Obecna pogoda sprzyja powstawaniu wyładowań elektrostatycznych. Wyładowanie elektrostatyczne, jest potocznie nazywane piorunem lub błyskawicą. Piorun szukając najkrótszej drogi do ziemi, zazwyczaj uderza w najwyżej położony punkt. Bardzo często jest to drzewo. Wielu z nas zastanawiało się zapewne, co dzieje się w takim przypadku z drzewem. Gdy piorun uderza w drzewo, natychmiast zaczyna przepływać przez wilgotne tkanki rośliny, takie jak łyko.
Drzewa zawierają wodę, woda jest przewodnikiem elektryczności.
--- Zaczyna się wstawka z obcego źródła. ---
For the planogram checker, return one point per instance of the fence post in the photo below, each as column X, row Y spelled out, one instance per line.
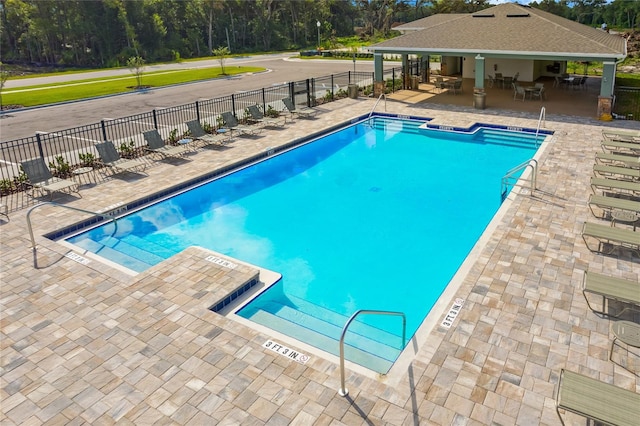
column 332, row 86
column 40, row 145
column 393, row 80
column 292, row 95
column 233, row 105
column 104, row 130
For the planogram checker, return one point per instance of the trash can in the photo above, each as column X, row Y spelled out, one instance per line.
column 352, row 91
column 414, row 82
column 479, row 100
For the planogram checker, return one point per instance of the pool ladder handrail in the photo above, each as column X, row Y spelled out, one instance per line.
column 382, row 95
column 30, row 227
column 343, row 391
column 541, row 120
column 508, row 177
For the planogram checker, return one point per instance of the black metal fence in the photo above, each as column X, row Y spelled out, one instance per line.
column 74, row 147
column 627, row 103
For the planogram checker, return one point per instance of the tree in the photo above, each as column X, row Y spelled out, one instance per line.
column 136, row 66
column 222, row 52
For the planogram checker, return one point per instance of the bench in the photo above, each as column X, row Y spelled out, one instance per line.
column 596, row 400
column 609, row 288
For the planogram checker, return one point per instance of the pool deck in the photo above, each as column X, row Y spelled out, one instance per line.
column 88, row 343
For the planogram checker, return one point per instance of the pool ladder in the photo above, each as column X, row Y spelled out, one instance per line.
column 382, row 95
column 343, row 390
column 541, row 121
column 509, row 180
column 30, row 227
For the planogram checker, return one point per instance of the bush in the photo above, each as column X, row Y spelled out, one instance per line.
column 60, row 167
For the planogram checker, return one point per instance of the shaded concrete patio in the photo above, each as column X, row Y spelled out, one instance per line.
column 558, row 100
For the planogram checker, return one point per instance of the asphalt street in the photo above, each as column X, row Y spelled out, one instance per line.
column 280, row 68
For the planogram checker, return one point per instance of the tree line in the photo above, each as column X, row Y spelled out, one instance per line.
column 106, row 33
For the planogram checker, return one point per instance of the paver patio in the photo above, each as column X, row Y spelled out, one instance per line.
column 88, row 343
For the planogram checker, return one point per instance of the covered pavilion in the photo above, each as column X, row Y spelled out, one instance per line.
column 509, row 39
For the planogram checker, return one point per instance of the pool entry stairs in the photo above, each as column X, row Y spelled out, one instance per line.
column 484, row 135
column 366, row 345
column 130, row 251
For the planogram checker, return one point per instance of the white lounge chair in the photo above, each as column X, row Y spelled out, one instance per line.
column 40, row 177
column 156, row 145
column 304, row 112
column 258, row 117
column 110, row 158
column 601, row 402
column 198, row 133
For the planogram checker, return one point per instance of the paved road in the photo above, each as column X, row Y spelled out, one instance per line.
column 26, row 123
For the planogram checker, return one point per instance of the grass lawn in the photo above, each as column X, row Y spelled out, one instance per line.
column 29, row 96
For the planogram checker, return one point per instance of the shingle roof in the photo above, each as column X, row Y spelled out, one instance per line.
column 506, row 28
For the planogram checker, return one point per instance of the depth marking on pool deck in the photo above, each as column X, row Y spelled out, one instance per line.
column 75, row 256
column 453, row 313
column 221, row 262
column 285, row 351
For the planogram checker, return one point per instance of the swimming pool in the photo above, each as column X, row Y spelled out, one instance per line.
column 378, row 215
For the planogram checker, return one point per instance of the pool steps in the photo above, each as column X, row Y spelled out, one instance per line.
column 323, row 333
column 484, row 135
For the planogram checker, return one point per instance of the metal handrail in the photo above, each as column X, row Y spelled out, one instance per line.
column 382, row 95
column 30, row 228
column 510, row 173
column 343, row 391
column 542, row 119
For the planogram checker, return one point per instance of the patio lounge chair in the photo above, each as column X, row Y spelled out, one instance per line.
column 608, row 204
column 613, row 185
column 40, row 177
column 156, row 145
column 304, row 112
column 623, row 173
column 620, row 147
column 198, row 133
column 455, row 86
column 610, row 237
column 110, row 158
column 618, row 159
column 258, row 117
column 232, row 124
column 609, row 288
column 595, row 400
column 519, row 91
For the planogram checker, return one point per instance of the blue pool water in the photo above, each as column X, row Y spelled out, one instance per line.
column 369, row 217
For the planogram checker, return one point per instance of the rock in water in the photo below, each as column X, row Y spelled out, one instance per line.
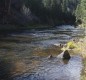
column 66, row 55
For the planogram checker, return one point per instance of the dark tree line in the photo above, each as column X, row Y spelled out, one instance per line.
column 51, row 12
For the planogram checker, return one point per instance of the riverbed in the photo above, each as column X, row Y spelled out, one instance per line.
column 25, row 55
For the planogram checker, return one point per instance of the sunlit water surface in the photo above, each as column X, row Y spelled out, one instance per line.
column 24, row 56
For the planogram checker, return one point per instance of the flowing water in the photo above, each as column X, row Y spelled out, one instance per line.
column 24, row 55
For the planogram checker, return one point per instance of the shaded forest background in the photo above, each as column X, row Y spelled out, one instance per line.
column 47, row 12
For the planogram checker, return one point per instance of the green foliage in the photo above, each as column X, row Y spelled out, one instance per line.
column 81, row 11
column 53, row 11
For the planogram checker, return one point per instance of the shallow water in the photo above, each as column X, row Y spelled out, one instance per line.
column 24, row 56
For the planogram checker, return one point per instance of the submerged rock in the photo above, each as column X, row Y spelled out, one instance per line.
column 66, row 55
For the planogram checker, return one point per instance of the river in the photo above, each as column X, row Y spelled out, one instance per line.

Energia pioruna rozprowadzana jest promieniście wokół pnia i korzeni. Ślad po uderzeniu przyjmuje zazwyczaj kształt spirali okalającej pień drzewa z przemieszczeniem w dół do ziemi. Ten przepływ energii powoduje natychmiastowe efekty, takie jak eksplozję kory, która zostaje odstrzelona od drzewa pod wpływem nagłego wzrostu ciśnienia i temperatury wewnątrz drzewa.
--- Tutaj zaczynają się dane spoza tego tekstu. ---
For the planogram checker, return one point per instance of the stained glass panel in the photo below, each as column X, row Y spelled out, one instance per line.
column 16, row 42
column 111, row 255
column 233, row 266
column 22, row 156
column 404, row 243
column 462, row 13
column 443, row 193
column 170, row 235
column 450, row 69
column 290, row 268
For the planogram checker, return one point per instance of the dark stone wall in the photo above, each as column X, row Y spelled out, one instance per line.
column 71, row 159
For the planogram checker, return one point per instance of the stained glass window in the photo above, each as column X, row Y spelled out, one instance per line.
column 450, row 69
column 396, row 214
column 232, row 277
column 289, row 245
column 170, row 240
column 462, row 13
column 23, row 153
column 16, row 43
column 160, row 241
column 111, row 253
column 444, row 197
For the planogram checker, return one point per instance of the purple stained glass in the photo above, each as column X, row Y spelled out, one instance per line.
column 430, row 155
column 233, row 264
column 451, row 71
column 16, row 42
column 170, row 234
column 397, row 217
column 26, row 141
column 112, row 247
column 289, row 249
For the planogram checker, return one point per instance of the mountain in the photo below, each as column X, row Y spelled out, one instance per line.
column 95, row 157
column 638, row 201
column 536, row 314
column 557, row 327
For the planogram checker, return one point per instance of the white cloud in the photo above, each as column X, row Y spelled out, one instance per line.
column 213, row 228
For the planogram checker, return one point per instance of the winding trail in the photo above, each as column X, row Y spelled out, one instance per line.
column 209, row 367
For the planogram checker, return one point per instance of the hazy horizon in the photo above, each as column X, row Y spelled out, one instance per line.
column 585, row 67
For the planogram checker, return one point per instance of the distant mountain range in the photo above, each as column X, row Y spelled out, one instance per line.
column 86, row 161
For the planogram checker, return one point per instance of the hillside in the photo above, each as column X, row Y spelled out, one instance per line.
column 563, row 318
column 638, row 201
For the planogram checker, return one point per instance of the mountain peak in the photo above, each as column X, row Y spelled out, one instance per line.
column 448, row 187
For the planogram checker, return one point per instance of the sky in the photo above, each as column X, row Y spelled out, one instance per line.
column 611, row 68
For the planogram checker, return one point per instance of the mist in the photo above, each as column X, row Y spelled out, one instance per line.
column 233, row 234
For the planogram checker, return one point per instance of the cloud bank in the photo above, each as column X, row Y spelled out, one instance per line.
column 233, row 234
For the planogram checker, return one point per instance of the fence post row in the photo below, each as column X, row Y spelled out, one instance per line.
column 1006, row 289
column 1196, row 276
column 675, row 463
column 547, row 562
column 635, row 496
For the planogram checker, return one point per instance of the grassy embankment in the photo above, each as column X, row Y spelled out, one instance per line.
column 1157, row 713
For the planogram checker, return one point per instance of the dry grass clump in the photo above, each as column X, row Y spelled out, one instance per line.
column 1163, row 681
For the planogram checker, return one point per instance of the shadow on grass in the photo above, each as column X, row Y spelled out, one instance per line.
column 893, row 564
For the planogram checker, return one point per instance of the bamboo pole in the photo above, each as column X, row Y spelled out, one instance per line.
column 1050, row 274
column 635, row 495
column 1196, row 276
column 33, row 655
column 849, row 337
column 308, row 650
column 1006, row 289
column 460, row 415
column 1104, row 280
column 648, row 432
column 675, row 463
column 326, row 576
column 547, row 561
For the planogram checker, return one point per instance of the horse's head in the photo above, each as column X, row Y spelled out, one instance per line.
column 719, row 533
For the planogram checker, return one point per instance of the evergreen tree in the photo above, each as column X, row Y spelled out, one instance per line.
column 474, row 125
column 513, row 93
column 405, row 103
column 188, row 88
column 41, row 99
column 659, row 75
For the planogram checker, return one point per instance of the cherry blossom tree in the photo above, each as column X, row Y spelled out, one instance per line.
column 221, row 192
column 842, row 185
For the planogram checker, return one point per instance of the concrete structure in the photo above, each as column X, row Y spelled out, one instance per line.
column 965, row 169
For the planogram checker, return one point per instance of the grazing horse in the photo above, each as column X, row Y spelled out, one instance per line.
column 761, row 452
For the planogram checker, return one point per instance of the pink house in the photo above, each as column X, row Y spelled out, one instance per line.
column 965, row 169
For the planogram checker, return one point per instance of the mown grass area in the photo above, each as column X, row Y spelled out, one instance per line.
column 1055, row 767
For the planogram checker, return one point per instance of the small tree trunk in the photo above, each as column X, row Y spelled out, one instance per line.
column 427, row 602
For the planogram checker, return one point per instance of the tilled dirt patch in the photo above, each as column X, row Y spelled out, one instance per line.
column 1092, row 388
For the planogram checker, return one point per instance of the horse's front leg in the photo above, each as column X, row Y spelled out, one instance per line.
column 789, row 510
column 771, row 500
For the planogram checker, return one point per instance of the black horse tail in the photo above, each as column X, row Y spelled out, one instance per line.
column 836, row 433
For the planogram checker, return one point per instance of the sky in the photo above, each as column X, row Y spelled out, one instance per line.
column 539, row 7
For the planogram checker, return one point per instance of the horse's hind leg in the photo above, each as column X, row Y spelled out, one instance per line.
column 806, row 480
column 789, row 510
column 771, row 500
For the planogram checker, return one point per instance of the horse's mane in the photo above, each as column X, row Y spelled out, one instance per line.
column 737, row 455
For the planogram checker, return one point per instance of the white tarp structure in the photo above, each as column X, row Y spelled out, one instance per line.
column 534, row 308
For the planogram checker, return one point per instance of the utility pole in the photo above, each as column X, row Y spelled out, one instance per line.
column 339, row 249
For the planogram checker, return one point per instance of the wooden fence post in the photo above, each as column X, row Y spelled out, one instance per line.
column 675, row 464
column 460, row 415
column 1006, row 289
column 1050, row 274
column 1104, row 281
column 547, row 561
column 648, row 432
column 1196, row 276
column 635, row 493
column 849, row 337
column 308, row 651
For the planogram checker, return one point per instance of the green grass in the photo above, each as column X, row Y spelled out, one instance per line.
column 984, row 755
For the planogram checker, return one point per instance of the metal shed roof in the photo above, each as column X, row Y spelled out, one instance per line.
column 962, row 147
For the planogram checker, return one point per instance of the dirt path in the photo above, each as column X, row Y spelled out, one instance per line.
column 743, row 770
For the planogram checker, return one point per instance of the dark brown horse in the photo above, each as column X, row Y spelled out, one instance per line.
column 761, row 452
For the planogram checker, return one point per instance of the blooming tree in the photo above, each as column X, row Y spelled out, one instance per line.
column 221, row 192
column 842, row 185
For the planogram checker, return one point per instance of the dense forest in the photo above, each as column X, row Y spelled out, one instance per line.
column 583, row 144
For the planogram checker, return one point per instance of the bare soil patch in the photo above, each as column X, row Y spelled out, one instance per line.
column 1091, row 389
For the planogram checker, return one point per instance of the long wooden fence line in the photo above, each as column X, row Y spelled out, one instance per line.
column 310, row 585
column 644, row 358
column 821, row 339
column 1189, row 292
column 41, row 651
Temperatura pioruna może przekroczyć 30 000°C, co jest wystarczająco wysokie, by spowodować błyskawiczne parowanie wody wewnątrz drzewa. To parowanie tworzy parę pod wysokim ciśnieniem, co prowadzi do pęknięć i rozerwania drzewa od środka. Dawniej panował przesąd, że w czasie burzy należy unikać dębów, świerków i wierzb, a rozglądać się za bukami. Nie należy przestrzegać tej zasady. Piorun nie ma świadomości botanicznej i nie zastanawia się w jakie drzewo uderza. Jest to naturalny proces, choć może wydawać się destrukcyjny, jest przykładem jak zjawiska natury mogą mieć swoje miejsce w równowadze ekologicznej naszej planety.